Saturday , July 15, 2017 - 11:54 AM
KAYSVILLE — Dave Leo enjoys going to Sill's Cafe in Layton in the morning for his cup of coffee. He likes to talk to, as he calls them, “those old guys that don’t have jobs anymore.”
Leo got in his car Thursday morning and took a step toward joining their ranks, though he’s not quite there yet. He drove to Davis High School, met with assistant principal Bradley Chapple and informed him he was no longer going to be the school’s head baseball coach.
“Brad and I had a great visit and he gave me a big hug and thanked me and that was it,” said Leo, who turned 70 in April. “I got in my car and went home, and I had a tear in my eye but I felt good.”
Leo started his run at Davis in 1978, helping the in various capacities. He became head baseball coach in 2003. He actually decided a year ago that this would be his last season, but he didn’t tell anybody.
His decision was solidified during winter workouts when rose at 5 a.m., plowed the snow off his driveway and drove to school.
His only problem was he didn’t know how he was going to eventually tell anyone.
“How do you go tell somebody you’re done doing something that you love doing more than anything in the world?” Leo asked rhetorically.
He found a way, and now he’s ready to enjoy spending more time with his family.
A CAREER COACH
Leo’s coaching career started at Carbon High School, his alma mater, in 1973. He was the head baseball coach at Carbon for three seasons before he took a teaching position at Kaysville Junior High.
In 1980, Leo started helping Ward Sawley, then the head football coach at Davis. Leo would scout opponents and help keep time during games. He kept doing that when Jim Dickson took over in 1984, and in 1994, he started assisting Dickson on the coaching staff.
Leo stayed on as an assistant ever since, working under both Ryan Bishop and Tyler Gladwell. He said he was asked by new head football coach Mitch Arquette to continue assisting. He plans to continue helping with the football team and teaching at Kaysville Junior High.
“It really makes me feel good to think those guys want me to stick around,” Leo said.
Leo also assisted on the baseball team when Kent Draayer was the head coach. Draayer coached at Davis from 1967-91.
In August 2003, Leo was asked to take over as the school’s head baseball coach. Initially, he balked because he didn’t know if he wanted to coach two sports. He decided to give it a try and didn’t regret it.
Davis won the region title five of Leo’s final eight years, but it’s using the sport to help prepare kids for life beyond high school that he singled out as something he really enjoyed.
“Like I tell (the kids), ‘What are you going to do if you apply for a job and you don’t get it? What are you going to do? You’re going to do the same thing you did when you struck out at home plate.

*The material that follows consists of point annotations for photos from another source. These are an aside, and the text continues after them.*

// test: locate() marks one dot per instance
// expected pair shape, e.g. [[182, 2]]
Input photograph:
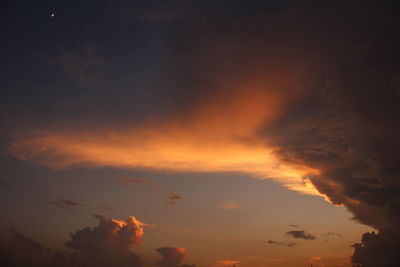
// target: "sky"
[[191, 133]]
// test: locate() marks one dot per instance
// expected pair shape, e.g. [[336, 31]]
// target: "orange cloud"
[[227, 262], [218, 134], [229, 206]]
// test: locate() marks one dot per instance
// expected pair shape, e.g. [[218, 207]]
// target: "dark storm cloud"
[[279, 243], [108, 244], [377, 249], [63, 203], [345, 121], [171, 257], [300, 235]]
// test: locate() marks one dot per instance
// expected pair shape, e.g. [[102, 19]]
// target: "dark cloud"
[[300, 235], [83, 66], [279, 243], [108, 244], [64, 203], [171, 257], [377, 249]]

You’re going to suck it up and go try again,’” Leo said.
FAMILY AS WELL AS BASEBALL
Leo knows a thing or two about battling tough life situations. While Davis was dominating its regular season slate of opponents with a perfect 24-0 regular season record this season, Leo’s younger brother, Kenny, was dealing with the effects of a brain tumor.

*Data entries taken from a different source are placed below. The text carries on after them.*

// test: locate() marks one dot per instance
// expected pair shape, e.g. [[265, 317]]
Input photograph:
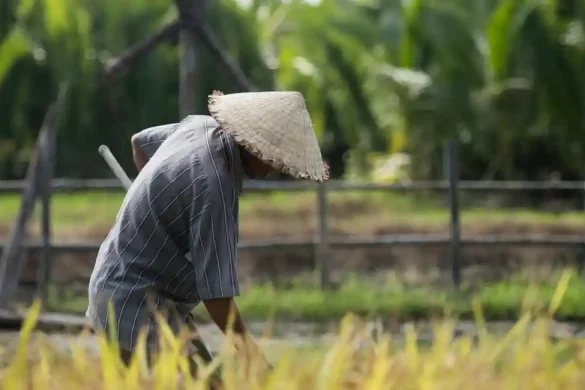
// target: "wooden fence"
[[323, 242]]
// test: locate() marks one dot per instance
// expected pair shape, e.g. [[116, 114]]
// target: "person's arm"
[[213, 249], [146, 143], [224, 313]]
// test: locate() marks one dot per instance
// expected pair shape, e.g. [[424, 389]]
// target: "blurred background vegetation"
[[506, 78]]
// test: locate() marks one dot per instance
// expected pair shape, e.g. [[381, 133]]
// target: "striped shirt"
[[174, 240]]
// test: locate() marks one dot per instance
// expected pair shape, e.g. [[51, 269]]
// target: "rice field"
[[523, 358]]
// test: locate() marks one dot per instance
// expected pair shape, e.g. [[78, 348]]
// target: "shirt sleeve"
[[213, 247], [149, 140]]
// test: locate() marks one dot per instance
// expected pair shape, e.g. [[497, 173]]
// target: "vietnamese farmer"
[[174, 242]]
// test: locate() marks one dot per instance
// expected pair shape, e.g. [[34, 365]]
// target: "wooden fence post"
[[322, 253], [12, 263], [186, 73], [454, 211], [11, 267], [45, 177]]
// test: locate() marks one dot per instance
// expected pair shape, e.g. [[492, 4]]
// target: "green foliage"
[[504, 77]]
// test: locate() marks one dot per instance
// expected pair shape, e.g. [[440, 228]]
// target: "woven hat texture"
[[273, 126]]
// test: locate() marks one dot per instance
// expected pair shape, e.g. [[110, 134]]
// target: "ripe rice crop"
[[524, 358]]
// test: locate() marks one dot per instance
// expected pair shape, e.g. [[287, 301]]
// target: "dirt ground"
[[412, 264]]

Kenny had surgery in December to remove a nonmalignant tumor from his brain stem and was hospitalized until the end of May. Dave visited him every day.
“There were more nights than none that I’d get home at midnight and get my uniform off and get a shower and eat supper and start the day over,” Dave said.
Kenny has since been released and is now at his home in Price, but Dave continues visiting him to help him rehabilitate. Dave said Kenny has had to learn how to walk again.
Nevertheless, Dave is encouraged by his brother’s rate of recovery and he said the family is “pushing toward a happy ending.”
“CONFIDENCE TO RUN THROUGH A BRICK WALL”
Dom Fuller allowed just three earned runs in 48 innings, an earned run average of 0.44, and was subsequently named the 2017 All-Area Baseball Team’s Most Valuable Player.
Throughout his time at Davis, Fuller was repeatedly brought into the game as a relief pitcher with the opposing team threatening. He wasn’t a fan of being placed into such pressure-packed situations, but he said what helped him get through those situations was knowing his coach had so much belief in him.
“That guy could give you the confidence to run through a brick wall,” Fuller said. “He gave me so much confidence throughout my four years. Even if I was down, he’d tell me no one’s better on the mound. Even though it wasn’t true, he gave you confidence to make you think it was true.”